Hajra Waheed grew up under strict regulations including the prohibition
of photographic and video documentation by civilians. Born in Canada,
she was raised within the gated community of Saudi ARAMCO in Saudi
Arabia – home to a quarter of the world's oil exports
© BALTIC 2016 Her first solo exhibition in the UK expands upon Still Against the Sky, a recent presentation at KW Institute for Contemporary Art, Berlin.
Waheed's ongoing research into our current aerial occupation highlights the ever-increasing militarisation of the sky where the circulation of military drones and surveillance technology extends over everyday life often with lethal consequences.
© BALTIC 2016 Against this backdrop of borderless spatial power games, Waheed’s drawings, collages, videos and photo-based works emerge in the form of archives, fragments and field notes. The collected materials are used to construct new stories about marginalised histories.

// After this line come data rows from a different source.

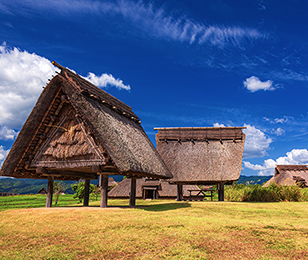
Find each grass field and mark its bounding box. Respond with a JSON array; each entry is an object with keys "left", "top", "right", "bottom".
[{"left": 1, "top": 196, "right": 308, "bottom": 259}]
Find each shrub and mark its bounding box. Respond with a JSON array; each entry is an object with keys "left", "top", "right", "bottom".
[
  {"left": 71, "top": 181, "right": 95, "bottom": 203},
  {"left": 225, "top": 183, "right": 308, "bottom": 202}
]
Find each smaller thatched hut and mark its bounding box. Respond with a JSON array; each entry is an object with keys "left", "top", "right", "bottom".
[
  {"left": 108, "top": 177, "right": 118, "bottom": 190},
  {"left": 38, "top": 187, "right": 47, "bottom": 194},
  {"left": 263, "top": 165, "right": 308, "bottom": 187},
  {"left": 108, "top": 178, "right": 207, "bottom": 200},
  {"left": 155, "top": 127, "right": 246, "bottom": 201}
]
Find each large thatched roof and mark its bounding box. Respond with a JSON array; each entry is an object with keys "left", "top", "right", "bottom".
[
  {"left": 155, "top": 127, "right": 245, "bottom": 184},
  {"left": 263, "top": 165, "right": 308, "bottom": 187},
  {"left": 1, "top": 62, "right": 172, "bottom": 181},
  {"left": 108, "top": 177, "right": 200, "bottom": 199}
]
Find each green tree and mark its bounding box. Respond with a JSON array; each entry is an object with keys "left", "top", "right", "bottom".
[
  {"left": 71, "top": 181, "right": 95, "bottom": 203},
  {"left": 54, "top": 181, "right": 68, "bottom": 206}
]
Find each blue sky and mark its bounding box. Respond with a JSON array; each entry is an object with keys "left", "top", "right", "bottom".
[{"left": 1, "top": 0, "right": 308, "bottom": 176}]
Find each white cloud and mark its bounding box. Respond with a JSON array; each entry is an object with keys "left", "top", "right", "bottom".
[
  {"left": 243, "top": 76, "right": 274, "bottom": 92},
  {"left": 213, "top": 123, "right": 226, "bottom": 127},
  {"left": 274, "top": 117, "right": 288, "bottom": 124},
  {"left": 0, "top": 43, "right": 131, "bottom": 138},
  {"left": 272, "top": 127, "right": 285, "bottom": 136},
  {"left": 0, "top": 145, "right": 10, "bottom": 167},
  {"left": 243, "top": 124, "right": 272, "bottom": 158},
  {"left": 0, "top": 43, "right": 57, "bottom": 130},
  {"left": 86, "top": 72, "right": 130, "bottom": 91},
  {"left": 244, "top": 149, "right": 308, "bottom": 176},
  {"left": 0, "top": 126, "right": 18, "bottom": 140},
  {"left": 1, "top": 0, "right": 266, "bottom": 48}
]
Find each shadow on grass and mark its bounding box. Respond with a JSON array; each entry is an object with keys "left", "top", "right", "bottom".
[{"left": 140, "top": 202, "right": 191, "bottom": 212}]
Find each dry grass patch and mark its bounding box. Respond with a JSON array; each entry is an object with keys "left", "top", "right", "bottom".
[{"left": 1, "top": 200, "right": 308, "bottom": 259}]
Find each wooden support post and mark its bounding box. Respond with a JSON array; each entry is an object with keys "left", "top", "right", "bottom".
[
  {"left": 177, "top": 184, "right": 183, "bottom": 201},
  {"left": 45, "top": 176, "right": 54, "bottom": 208},
  {"left": 129, "top": 178, "right": 137, "bottom": 207},
  {"left": 217, "top": 183, "right": 225, "bottom": 201},
  {"left": 100, "top": 174, "right": 109, "bottom": 208},
  {"left": 83, "top": 179, "right": 90, "bottom": 206}
]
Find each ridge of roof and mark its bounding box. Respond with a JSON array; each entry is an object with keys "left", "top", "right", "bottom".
[
  {"left": 52, "top": 61, "right": 140, "bottom": 123},
  {"left": 154, "top": 127, "right": 246, "bottom": 130},
  {"left": 276, "top": 165, "right": 308, "bottom": 171}
]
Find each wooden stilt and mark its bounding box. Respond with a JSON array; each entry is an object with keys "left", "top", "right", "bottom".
[
  {"left": 177, "top": 184, "right": 183, "bottom": 201},
  {"left": 100, "top": 174, "right": 108, "bottom": 208},
  {"left": 217, "top": 183, "right": 225, "bottom": 201},
  {"left": 46, "top": 176, "right": 54, "bottom": 208},
  {"left": 84, "top": 179, "right": 90, "bottom": 206},
  {"left": 129, "top": 178, "right": 137, "bottom": 207}
]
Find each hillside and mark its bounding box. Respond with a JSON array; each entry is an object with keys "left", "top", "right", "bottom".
[
  {"left": 0, "top": 175, "right": 271, "bottom": 195},
  {"left": 236, "top": 175, "right": 271, "bottom": 185},
  {"left": 0, "top": 176, "right": 124, "bottom": 195}
]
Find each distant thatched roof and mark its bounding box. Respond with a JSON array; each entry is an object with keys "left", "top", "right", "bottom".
[
  {"left": 263, "top": 165, "right": 308, "bottom": 187},
  {"left": 108, "top": 177, "right": 200, "bottom": 199},
  {"left": 155, "top": 127, "right": 246, "bottom": 184},
  {"left": 1, "top": 62, "right": 172, "bottom": 181},
  {"left": 37, "top": 187, "right": 47, "bottom": 194},
  {"left": 108, "top": 177, "right": 117, "bottom": 188}
]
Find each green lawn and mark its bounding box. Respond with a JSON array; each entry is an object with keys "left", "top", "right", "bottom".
[{"left": 0, "top": 196, "right": 308, "bottom": 259}]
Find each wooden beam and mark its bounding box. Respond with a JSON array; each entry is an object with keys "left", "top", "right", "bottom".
[
  {"left": 100, "top": 174, "right": 108, "bottom": 208},
  {"left": 177, "top": 184, "right": 183, "bottom": 201},
  {"left": 83, "top": 179, "right": 90, "bottom": 206},
  {"left": 129, "top": 178, "right": 137, "bottom": 207},
  {"left": 41, "top": 171, "right": 97, "bottom": 180},
  {"left": 99, "top": 166, "right": 118, "bottom": 173},
  {"left": 217, "top": 183, "right": 225, "bottom": 201},
  {"left": 45, "top": 176, "right": 54, "bottom": 207}
]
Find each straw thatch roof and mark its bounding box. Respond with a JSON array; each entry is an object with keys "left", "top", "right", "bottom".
[
  {"left": 108, "top": 177, "right": 118, "bottom": 188},
  {"left": 1, "top": 62, "right": 172, "bottom": 181},
  {"left": 155, "top": 127, "right": 246, "bottom": 185},
  {"left": 263, "top": 165, "right": 308, "bottom": 187},
  {"left": 37, "top": 187, "right": 47, "bottom": 194},
  {"left": 108, "top": 177, "right": 200, "bottom": 199}
]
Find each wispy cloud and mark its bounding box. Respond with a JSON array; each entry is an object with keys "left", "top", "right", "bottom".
[
  {"left": 244, "top": 149, "right": 308, "bottom": 176},
  {"left": 2, "top": 0, "right": 266, "bottom": 48}
]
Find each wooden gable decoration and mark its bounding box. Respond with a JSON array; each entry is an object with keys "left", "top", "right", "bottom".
[{"left": 31, "top": 106, "right": 106, "bottom": 169}]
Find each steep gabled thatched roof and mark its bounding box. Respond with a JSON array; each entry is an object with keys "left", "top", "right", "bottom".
[
  {"left": 155, "top": 127, "right": 246, "bottom": 184},
  {"left": 108, "top": 177, "right": 118, "bottom": 188},
  {"left": 1, "top": 62, "right": 172, "bottom": 181},
  {"left": 263, "top": 165, "right": 308, "bottom": 187},
  {"left": 108, "top": 177, "right": 200, "bottom": 198}
]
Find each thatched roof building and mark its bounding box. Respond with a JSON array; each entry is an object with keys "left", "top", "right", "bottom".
[
  {"left": 1, "top": 62, "right": 171, "bottom": 207},
  {"left": 108, "top": 177, "right": 202, "bottom": 199},
  {"left": 155, "top": 127, "right": 245, "bottom": 201},
  {"left": 263, "top": 165, "right": 308, "bottom": 187},
  {"left": 108, "top": 177, "right": 118, "bottom": 188},
  {"left": 37, "top": 187, "right": 47, "bottom": 194},
  {"left": 155, "top": 127, "right": 245, "bottom": 184}
]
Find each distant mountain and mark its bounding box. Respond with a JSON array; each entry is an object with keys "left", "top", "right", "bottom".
[
  {"left": 237, "top": 175, "right": 272, "bottom": 185},
  {"left": 0, "top": 175, "right": 124, "bottom": 195},
  {"left": 0, "top": 175, "right": 270, "bottom": 194}
]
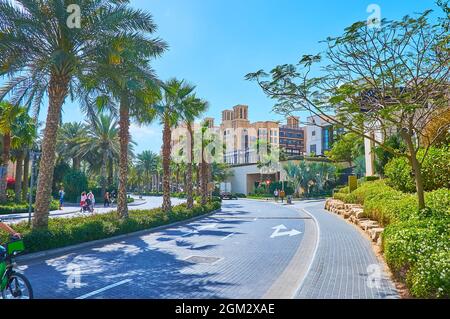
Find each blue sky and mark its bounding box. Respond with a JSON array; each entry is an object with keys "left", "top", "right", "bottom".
[{"left": 30, "top": 0, "right": 444, "bottom": 153}]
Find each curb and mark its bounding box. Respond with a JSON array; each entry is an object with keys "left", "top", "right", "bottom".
[{"left": 16, "top": 208, "right": 221, "bottom": 264}]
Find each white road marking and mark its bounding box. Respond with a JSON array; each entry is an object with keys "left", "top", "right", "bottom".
[
  {"left": 75, "top": 279, "right": 132, "bottom": 299},
  {"left": 270, "top": 224, "right": 302, "bottom": 239},
  {"left": 221, "top": 233, "right": 235, "bottom": 240}
]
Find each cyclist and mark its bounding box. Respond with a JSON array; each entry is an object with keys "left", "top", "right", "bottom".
[{"left": 0, "top": 220, "right": 21, "bottom": 238}]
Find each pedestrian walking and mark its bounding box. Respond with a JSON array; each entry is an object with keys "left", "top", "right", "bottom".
[
  {"left": 104, "top": 191, "right": 110, "bottom": 207},
  {"left": 58, "top": 187, "right": 65, "bottom": 210},
  {"left": 87, "top": 191, "right": 95, "bottom": 213},
  {"left": 280, "top": 189, "right": 286, "bottom": 203}
]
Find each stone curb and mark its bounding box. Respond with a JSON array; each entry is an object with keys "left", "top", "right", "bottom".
[{"left": 16, "top": 208, "right": 221, "bottom": 264}]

In conditions of secrecy and isolation, Waheed developed a childhood obsession with identifying aircraft, tracking flight routes and keeping logs of her observations in her own secret visual language. Through news accounts and extensive research, Waheed follows characters in ongoing bodies of work that constitute a growing personal archive.

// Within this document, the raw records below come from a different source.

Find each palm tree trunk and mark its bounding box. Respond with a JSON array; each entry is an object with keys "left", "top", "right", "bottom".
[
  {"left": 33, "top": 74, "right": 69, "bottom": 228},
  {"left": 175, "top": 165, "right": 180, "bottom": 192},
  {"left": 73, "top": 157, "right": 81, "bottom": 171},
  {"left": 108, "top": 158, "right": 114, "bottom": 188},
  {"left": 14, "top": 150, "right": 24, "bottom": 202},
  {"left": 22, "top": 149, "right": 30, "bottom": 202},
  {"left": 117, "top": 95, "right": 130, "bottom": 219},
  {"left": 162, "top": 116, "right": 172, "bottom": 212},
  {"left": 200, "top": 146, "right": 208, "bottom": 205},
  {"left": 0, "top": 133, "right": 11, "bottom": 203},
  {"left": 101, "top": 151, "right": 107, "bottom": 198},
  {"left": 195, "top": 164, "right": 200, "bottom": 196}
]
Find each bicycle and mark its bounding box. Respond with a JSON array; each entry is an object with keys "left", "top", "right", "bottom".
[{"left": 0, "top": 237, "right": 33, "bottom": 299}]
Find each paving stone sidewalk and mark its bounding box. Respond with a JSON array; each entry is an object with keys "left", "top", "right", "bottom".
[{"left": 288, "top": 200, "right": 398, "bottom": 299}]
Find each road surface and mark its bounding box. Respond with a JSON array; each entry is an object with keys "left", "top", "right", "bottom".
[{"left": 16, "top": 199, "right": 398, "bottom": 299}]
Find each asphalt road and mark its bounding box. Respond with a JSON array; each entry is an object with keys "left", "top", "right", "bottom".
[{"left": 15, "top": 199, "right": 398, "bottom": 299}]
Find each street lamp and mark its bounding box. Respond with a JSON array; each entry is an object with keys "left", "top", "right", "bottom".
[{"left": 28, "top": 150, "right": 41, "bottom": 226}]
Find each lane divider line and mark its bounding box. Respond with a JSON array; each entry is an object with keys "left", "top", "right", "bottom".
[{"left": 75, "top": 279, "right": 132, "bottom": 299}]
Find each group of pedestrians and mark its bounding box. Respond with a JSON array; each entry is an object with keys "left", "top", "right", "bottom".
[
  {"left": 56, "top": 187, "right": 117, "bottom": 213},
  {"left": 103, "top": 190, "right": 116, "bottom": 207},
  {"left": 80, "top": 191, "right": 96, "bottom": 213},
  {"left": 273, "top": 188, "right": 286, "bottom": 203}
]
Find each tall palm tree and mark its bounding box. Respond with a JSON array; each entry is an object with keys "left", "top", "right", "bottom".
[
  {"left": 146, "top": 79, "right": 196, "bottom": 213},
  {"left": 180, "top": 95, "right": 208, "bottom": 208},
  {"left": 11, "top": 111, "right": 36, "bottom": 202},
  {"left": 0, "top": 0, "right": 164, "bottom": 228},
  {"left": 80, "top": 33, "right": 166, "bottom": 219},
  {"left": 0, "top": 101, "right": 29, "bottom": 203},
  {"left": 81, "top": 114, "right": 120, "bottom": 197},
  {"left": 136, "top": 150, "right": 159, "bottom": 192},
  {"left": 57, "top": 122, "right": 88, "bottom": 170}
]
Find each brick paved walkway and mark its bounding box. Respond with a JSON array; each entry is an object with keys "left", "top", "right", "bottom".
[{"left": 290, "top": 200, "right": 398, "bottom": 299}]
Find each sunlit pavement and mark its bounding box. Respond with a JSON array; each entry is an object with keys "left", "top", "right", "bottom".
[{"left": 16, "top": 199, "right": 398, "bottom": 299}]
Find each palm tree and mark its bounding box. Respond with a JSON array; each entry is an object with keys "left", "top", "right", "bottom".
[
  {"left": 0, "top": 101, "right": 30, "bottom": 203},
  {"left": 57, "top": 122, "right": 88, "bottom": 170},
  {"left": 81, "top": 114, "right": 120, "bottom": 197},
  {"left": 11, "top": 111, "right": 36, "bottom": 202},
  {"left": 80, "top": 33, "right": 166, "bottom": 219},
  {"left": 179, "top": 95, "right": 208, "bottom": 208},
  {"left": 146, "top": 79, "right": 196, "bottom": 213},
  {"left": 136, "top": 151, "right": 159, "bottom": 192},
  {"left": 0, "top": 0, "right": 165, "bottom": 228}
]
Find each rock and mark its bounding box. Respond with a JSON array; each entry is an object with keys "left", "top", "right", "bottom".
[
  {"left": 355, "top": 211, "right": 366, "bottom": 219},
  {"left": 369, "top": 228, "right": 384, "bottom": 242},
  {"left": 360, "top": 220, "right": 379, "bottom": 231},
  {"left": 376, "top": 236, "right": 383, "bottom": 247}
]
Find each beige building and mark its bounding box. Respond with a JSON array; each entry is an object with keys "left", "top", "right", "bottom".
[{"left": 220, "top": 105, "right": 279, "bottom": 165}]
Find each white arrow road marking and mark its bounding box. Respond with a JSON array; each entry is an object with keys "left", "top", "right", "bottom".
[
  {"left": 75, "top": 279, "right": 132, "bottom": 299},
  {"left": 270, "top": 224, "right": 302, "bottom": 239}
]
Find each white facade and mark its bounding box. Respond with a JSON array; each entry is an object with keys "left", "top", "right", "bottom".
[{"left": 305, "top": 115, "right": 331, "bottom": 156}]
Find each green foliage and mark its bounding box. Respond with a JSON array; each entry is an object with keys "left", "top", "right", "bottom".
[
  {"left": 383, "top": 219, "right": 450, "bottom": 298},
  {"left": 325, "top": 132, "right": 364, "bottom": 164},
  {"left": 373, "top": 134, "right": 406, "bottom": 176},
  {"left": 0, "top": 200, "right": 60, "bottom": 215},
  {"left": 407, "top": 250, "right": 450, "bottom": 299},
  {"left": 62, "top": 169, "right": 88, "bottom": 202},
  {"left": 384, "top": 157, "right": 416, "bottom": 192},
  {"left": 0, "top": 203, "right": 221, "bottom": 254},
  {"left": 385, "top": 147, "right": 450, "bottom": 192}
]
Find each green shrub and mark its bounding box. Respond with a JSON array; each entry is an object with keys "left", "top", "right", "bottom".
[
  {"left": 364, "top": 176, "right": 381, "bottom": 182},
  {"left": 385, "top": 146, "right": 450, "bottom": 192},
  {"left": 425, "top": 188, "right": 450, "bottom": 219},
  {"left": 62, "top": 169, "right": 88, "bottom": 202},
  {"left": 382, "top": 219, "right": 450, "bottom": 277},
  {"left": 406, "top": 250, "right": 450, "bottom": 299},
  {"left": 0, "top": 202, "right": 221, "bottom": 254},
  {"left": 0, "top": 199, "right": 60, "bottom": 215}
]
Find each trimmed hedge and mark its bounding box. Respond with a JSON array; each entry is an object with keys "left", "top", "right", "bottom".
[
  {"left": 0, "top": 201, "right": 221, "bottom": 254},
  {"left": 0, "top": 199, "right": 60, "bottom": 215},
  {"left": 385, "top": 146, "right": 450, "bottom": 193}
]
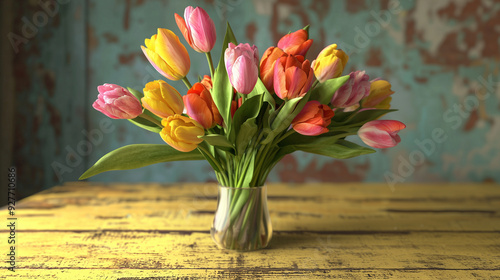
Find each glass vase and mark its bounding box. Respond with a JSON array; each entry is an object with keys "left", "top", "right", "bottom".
[{"left": 210, "top": 185, "right": 272, "bottom": 251}]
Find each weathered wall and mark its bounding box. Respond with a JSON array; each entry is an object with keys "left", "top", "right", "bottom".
[{"left": 5, "top": 0, "right": 500, "bottom": 200}]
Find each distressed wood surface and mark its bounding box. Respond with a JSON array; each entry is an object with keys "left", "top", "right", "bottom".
[{"left": 1, "top": 182, "right": 499, "bottom": 279}]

© BALTIC 2016 The mixed-media installation KH-21 2014 grew out of her earlier Architectural Studies 2011, a series of drawings in which cut-out details of spy planes accompany floor plans of historical mosques.
Bringing together a sound sculpture and a number of works on paper, KH-21 makes reference to the recently declassified HEXAGON Program of the United States’ National Reconnaissance Office, which launched 20 highly classified intelligence gathering satellites between 1971 and 1986.
© BALTIC 2016 Waheed's works navigate geographic and geopolitical distance, personal history and collective memory. She is interested in the codes and operations of security, surveillance, profiling, and wartime de-humanisation.
The Cyphers brings together a number of new works on paper including KH-21 Notes 1-32 2014, a collection of ongoing video works and The Scrapbook Project 1/3 2010-11.
- Hajra Waheed: The Cyphers is at BALTIC Centre for Contemporary Art, Gateshead until May 30 2016.